Dive Brief:
- House agriculture chairman Glenn "GT" Thompson said Wednesday he aims to push the farm bill through a key committee before the end of May.
- Thompson intends to pass the bill out of committee before Memorial Day, a spokesperson for the head of the House Agriculture Committee confirmed in an email. No further details were provided.
- Progress on the $1.5 trillion farm bill has stalled in part due to political divisions over how to dole out funding for climate and commodity subsidies. Senate Republicans on Wednesday unveiled a separate piece of legislation aimed at enhancing crop insurance.
Dive Insight:
As agriculture leaders scramble to reach an agreement on a farm bill, it may be too late to approve the $1.5 trillion spending package this year due to congressional scheduling issues and other priorities ahead of the November election.

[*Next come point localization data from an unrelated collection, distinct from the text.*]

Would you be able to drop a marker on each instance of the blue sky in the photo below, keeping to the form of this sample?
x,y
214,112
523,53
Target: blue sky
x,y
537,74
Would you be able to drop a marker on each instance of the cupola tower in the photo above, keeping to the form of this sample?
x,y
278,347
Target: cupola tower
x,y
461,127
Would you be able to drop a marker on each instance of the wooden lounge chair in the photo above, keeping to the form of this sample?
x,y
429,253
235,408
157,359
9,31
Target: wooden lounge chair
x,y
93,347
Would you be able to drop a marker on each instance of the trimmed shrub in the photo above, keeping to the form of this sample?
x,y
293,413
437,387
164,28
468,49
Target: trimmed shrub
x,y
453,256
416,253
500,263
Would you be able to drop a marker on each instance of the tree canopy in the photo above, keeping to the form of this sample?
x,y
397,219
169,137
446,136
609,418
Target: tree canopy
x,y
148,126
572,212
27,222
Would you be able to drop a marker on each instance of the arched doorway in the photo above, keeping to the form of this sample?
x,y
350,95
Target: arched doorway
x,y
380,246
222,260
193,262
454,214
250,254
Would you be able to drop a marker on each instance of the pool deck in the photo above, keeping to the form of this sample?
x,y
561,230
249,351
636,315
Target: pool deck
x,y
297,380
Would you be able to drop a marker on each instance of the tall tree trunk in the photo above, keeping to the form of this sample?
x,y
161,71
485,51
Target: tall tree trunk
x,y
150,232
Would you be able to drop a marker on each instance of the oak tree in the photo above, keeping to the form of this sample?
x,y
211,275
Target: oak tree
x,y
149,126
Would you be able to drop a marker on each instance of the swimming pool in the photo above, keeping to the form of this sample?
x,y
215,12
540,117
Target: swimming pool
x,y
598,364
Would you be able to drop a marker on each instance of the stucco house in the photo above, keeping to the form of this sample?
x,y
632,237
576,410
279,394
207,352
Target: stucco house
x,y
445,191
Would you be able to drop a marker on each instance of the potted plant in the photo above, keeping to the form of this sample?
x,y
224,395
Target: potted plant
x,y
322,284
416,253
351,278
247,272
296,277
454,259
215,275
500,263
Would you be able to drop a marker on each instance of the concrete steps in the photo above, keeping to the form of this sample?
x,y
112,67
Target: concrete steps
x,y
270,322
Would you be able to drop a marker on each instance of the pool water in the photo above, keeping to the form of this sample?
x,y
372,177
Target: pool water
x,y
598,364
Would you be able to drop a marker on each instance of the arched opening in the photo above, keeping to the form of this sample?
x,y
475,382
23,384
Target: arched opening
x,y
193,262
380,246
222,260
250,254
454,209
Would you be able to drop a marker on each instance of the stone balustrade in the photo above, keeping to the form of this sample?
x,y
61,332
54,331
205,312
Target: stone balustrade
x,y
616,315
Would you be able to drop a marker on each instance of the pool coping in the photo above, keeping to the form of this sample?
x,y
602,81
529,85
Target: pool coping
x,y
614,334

Senate Majority Leader Chuck Schumer left the farm bill off the list of legislative priorities for the rest of 2024, raising the alarm for some Republicans.
“A one-year extension of the 2018 Farm Bill is going to expire on September 30," Sen. Chuck Grassley wrote in a letter to Schumer on Tuesday. "The Senate must work to pass a bipartisan Farm Bill before that deadline.”
Republicans are attempting to address some of the major political sticking points holding up farm bill progress in separate legislation. The Federal Agriculture Risk Management Enhancement and Resilience Act introduced Wednesday increases crop premium support for the highest levels of coverage.
Assuming the farm bill is able to move out of committee before Memorial Day, lawmakers would have roughly 35 legislative days to pass the package through both chambers. To finish before the September 30 deadline would require bipartisan compromise, Grassley said in his letter.
"You said that Democrats are, ‘ready to work with [Republicans] to find compromise [...],’" Grassley wrote to Schumer. "So I call on you and the rest of my Democratic colleagues in the Senate to do the hard work of coming to the table to bring forward and pass a bipartisan Farm Bill this year.”